Discussion
Several previous reports have suggested that these potentials indicate the preferential pathway conduction connecting the origin of an arrhythmia and the myocardial breakout site, and a preferential pathway potential guided ablation can be an effective strategy for PVC ablation.1, 3, 7 We reported that presystolic potentials during PVCs and late potentials during SR were seen at the successful ablation site, and the configuration of the vertically and horizontally-flipped presystolic potentials during PVCs nearly matched that of the late potentials during SR.8 In this case series, we also found that the M-shaped presystolic potentials during PVCs and the W-shaped late potentials during SR were reversely matched. These reversed potentials might indicate bidirectional conduction of the preferential pathway in opposite directions.8 To demonstrate the hypothesis, we created an activation vector mapping with the annotation of the onset of the presystolic potentials and offset of the late potentials. At several points around the successful ablation site, both the presystolic potentials during PVCs and late potentials during SR were observed. At the PVC origin, the presystolic potentials during PVCs were earliest and the offset of the ventricular electrogram during SR was latest. Coherent maps visualizing the vector of this preferential conduction indicated that the propagation direction of the presystolic potentials was opposite to that of the late potentials, which was supportive of our hypothesis.

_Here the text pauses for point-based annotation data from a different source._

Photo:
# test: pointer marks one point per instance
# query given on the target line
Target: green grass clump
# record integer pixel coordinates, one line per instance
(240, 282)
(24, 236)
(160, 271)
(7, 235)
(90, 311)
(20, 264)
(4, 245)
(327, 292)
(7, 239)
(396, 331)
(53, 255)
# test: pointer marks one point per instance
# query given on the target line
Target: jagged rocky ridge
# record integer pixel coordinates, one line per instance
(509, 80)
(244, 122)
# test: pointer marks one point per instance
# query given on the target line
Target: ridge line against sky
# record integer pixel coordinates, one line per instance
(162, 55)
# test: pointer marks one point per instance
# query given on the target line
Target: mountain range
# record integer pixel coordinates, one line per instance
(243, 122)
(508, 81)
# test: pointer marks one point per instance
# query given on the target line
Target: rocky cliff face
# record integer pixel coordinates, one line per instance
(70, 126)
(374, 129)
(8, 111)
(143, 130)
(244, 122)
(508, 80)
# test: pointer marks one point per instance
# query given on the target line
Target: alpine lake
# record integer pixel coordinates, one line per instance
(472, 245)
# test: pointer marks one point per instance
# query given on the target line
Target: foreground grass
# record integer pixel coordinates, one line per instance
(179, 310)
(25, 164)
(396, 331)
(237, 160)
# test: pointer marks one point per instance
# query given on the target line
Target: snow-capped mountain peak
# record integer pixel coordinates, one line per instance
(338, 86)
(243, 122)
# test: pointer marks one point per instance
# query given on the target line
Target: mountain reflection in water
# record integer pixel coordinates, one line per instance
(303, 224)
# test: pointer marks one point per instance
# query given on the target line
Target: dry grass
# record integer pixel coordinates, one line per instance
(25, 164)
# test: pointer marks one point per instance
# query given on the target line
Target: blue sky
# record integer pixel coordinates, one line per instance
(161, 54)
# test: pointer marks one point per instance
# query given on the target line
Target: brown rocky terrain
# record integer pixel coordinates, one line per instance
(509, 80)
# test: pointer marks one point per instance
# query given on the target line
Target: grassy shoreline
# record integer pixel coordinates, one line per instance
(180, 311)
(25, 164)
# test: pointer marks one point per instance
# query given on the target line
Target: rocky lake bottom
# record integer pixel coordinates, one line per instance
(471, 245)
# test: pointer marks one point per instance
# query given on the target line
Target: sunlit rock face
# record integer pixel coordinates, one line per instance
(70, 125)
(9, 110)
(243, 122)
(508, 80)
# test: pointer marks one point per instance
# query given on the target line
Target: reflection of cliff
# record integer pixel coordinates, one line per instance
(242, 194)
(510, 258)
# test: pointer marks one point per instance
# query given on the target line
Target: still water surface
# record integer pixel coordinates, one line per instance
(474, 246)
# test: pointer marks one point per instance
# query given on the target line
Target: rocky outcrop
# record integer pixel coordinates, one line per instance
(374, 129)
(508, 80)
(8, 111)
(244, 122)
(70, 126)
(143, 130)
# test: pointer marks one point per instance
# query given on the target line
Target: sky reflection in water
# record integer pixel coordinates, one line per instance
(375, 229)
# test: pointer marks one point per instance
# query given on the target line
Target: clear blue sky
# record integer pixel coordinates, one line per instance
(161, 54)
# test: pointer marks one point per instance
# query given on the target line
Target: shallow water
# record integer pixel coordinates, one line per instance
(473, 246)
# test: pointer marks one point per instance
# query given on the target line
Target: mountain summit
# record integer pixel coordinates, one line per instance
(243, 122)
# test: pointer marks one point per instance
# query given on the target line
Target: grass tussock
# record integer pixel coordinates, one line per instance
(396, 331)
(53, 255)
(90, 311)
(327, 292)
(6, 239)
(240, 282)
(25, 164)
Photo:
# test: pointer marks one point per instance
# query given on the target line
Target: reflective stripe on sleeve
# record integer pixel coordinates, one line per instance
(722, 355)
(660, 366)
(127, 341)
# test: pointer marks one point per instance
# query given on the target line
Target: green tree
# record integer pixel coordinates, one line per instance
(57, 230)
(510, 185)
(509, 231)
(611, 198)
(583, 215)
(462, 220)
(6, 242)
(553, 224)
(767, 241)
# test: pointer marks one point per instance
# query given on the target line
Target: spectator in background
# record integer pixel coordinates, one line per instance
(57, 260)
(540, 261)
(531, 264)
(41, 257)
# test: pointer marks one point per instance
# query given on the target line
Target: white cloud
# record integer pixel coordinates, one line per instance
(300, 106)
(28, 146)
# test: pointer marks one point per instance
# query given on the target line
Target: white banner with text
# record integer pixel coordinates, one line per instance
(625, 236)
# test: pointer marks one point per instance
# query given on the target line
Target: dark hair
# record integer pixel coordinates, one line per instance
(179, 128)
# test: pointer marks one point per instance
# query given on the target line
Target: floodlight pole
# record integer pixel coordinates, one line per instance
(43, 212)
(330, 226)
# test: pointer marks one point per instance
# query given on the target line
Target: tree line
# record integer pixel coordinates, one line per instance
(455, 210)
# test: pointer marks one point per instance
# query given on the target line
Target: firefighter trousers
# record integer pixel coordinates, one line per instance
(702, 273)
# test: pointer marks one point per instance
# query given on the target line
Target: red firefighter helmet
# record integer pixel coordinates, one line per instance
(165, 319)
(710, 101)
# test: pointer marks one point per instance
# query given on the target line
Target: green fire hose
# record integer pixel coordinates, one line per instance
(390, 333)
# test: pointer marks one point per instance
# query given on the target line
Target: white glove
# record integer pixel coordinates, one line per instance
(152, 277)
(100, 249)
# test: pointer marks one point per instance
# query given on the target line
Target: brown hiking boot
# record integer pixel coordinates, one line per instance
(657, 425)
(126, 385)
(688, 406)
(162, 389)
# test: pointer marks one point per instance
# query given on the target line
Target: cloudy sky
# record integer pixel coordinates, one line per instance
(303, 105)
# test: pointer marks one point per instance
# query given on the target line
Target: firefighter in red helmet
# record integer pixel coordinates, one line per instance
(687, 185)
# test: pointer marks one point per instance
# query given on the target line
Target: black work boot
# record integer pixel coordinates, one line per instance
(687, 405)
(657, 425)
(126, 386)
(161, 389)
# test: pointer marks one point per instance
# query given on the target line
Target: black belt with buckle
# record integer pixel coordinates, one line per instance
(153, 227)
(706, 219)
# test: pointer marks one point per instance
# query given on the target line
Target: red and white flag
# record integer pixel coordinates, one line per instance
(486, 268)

These potentials are commonly seen in the periaortic area, but rare in the RVOT³. In our case series, however, those potentials were also seen in the peri-pulmonary-artery (PA) area. Based on our findings, those M-shaped and W-shaped potentials may reflect the slow conduction due to the smaller amount of myocardium adjacent to the valve annulus such as the aortic valve and pulmonary valve.
The flipped M-shaped presystolic potentials matched the W-shaped late potentials in the majority of our cases, but not in some cases. Those observations might be explained by the difference in the direction between the propagation of the preferential pathway to the ventricular myocardium during the PVC and the propagation of the ventricular myocardium to the preferential pathway during SR. Regarding the association of the catheter position with the direction of the preferential pathway conduction, if the catheter position is not parallel to the direction of the preferential pathway conduction, those potentials might not be reversely matched. To assess the configuration of those potentials, we should consider the catheter position.